Fund Scores are the underpinning of the Asset Class Group Scores (ACGS), which groups mutual funds and ETFs by categories (e.g, sector, size & style, etc.) Each group is ranked by the average score of its members, providing a map of where strength (and weakness) lies within the market. Similar to the Dynamic Asset Level Investing (DALI) tool, which will be covered in Day 7 of our series, the ACGS can be used as a guide for tactical asset allocation, allowing us to focus our portfolios on areas of strength while underweighting areas of weakness. Groups in the blue "zone" (average score above 4.0) are the strongest, those in the green zone (average score above 3.0) are considered favorable, those in the yellow zone (average score of 2.0 - 2.5) are average, while those in the red zone (average score below 2.5) are areas to avoid.

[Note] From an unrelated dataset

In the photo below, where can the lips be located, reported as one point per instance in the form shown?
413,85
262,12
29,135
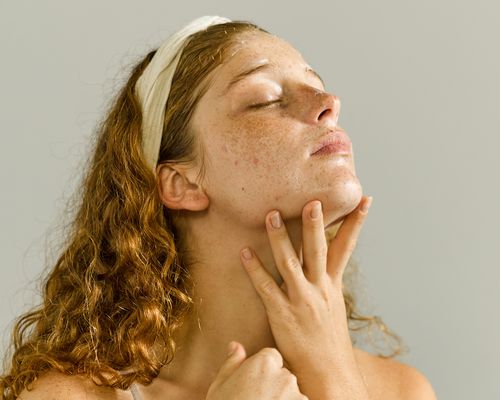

Similar to the relative strength matrix we covered on Tuesday, Fund Scores can also be used to rank individual mutual funds and ETFs, which is the basis of the FSM Models. These strategies utilize Fund Scores to select the strongest funds in any given universe. Via the Fund Scores, these models have the ability to rotate within a set lineup of mutual funds or ETFs. Much like the matrix-based models that select the strongest ETFs and hold onto those positions so long as they maintain sufficient relative strength, the FSM models do the same by selecting the funds with the highest Fund Scores. Depending on the update frequency (monthly or by seasonal quarter), the FSM models will allocate to the top two to five highest-scoring funds during each review. We will review specific FSM model offerings on Monday.